CFCH-FM
- Chase, British Columbia; Canada;
- Frequency: 103.5 MHz

Ownership
- Owner: Chase and District Community Radio Society

History
- First air date: 2005
- Last air date: August 31, 2014

Technical information
- ERP: 4.7 watts
- Transmitter coordinates: 50°49′N 119°41′W﻿ / ﻿50.817°N 119.683°W

= CFCH-FM (British Columbia) =

Former radio station in British Columbia, Canada

CFCH-FM was a Canadian community radio station that broadcast at 103.5 FM in Chase, British Columbia, last owned by the Chase and District Community Radio Society.

==History==
On October 6, 2004, the CRTC approved the Chase and District Lions Community Club's application to operate an English-language developmental community FM radio station, broadcasting at 103.5 MHz with an effective radiated power of 4.7 watts. The station commenced broadcasting in 2005. Ownership was transferred to the Chase and District Community Radio Society in 2007.

On August 1, 2008, the CRTC approved the radio society's application for a regular, English-language, low-power Type B community FM radio station at 103.5 MHz (channel 278LP) with an effective radiated power of 19.7 watts.

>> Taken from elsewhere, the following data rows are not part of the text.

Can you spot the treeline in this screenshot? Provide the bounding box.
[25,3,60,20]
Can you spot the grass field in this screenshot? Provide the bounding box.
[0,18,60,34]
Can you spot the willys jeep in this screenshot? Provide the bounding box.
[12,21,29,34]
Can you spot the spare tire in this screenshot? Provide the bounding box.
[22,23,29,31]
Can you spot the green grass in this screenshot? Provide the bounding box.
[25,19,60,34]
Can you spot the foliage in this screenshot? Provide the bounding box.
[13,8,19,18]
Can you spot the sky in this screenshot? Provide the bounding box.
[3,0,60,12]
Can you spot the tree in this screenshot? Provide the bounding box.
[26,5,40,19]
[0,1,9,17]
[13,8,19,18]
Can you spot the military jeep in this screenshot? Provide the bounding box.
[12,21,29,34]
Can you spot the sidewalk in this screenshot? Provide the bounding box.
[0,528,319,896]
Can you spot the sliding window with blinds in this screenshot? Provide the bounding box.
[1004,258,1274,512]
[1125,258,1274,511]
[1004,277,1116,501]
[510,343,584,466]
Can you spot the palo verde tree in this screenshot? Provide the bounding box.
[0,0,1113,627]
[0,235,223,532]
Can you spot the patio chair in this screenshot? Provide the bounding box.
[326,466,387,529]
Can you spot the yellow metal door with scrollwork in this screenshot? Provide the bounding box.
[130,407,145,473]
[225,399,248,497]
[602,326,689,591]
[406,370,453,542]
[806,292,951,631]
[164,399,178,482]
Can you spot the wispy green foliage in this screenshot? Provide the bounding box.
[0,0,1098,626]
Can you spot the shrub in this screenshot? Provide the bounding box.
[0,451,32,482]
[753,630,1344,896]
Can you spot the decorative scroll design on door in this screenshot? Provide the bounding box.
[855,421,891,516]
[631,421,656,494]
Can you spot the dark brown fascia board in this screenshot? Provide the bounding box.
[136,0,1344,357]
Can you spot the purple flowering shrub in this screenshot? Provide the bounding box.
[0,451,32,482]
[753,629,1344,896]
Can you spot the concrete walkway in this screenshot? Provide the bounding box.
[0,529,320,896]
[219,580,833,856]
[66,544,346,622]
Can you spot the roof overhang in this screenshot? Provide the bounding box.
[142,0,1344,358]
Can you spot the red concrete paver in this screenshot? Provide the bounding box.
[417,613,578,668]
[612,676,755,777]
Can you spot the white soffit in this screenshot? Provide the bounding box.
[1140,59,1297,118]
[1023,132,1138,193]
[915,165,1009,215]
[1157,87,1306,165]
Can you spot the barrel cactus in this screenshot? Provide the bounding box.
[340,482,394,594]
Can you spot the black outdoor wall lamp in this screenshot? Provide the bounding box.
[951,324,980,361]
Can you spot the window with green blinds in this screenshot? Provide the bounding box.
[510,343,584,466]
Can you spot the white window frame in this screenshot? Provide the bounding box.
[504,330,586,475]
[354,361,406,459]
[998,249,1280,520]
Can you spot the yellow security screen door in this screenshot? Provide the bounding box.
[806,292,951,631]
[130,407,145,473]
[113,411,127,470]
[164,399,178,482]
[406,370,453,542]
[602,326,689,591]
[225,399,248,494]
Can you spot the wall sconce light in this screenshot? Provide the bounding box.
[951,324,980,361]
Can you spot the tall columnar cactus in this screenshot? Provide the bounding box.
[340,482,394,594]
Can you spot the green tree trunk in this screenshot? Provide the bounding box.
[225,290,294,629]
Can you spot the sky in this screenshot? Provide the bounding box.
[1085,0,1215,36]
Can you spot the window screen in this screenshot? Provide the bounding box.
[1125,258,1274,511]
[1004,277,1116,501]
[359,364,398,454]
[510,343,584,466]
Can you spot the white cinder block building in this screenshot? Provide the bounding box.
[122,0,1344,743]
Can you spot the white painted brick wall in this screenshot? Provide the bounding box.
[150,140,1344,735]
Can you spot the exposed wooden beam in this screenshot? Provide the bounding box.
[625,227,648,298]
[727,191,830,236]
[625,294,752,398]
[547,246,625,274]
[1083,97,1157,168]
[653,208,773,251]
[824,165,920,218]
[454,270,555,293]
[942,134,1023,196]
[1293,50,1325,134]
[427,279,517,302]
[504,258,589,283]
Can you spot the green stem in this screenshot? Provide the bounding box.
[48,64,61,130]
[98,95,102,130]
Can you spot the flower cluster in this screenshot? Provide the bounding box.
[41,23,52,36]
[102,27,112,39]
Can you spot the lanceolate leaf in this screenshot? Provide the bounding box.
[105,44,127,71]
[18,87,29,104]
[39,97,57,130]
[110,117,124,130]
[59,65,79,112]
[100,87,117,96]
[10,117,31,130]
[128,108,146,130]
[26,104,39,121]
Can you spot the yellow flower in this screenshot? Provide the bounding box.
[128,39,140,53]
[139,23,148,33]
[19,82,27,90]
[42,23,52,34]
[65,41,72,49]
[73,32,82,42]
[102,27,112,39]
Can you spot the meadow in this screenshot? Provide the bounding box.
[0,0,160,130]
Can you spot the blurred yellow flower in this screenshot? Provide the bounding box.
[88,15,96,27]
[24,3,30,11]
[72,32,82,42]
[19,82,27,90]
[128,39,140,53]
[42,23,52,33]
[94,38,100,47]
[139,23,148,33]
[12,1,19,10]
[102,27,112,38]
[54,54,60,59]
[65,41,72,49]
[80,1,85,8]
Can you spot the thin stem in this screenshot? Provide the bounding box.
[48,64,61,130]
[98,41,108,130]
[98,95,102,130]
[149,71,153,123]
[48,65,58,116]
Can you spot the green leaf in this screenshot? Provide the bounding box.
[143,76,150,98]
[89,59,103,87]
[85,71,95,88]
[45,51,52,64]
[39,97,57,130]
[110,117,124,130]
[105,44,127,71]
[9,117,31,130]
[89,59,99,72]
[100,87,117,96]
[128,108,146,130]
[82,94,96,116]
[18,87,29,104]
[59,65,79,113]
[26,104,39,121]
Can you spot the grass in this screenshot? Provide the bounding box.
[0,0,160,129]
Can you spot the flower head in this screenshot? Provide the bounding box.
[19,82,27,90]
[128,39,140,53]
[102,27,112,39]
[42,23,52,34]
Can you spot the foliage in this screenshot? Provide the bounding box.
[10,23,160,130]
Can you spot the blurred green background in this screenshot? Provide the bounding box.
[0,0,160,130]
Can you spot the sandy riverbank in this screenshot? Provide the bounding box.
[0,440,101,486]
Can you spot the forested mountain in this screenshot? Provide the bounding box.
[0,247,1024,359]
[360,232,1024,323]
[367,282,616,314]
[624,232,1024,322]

CFCH-FM ceased broadcasting on August 31, 2014, due to lack of community support. The society requested the CRTC revoke its broadcasting license, approved October 14, 2014.

==Call sign==

CFCH was the call sign used by a radio station in North Bay, Ontario, known today as CKFX-FM. On May 25, 2020, Vista Radio, which owns CFXN-FM, was approved to operate a new FM radio station in North Bay and has reused the CFCH-FM call sign since June 15, 2021.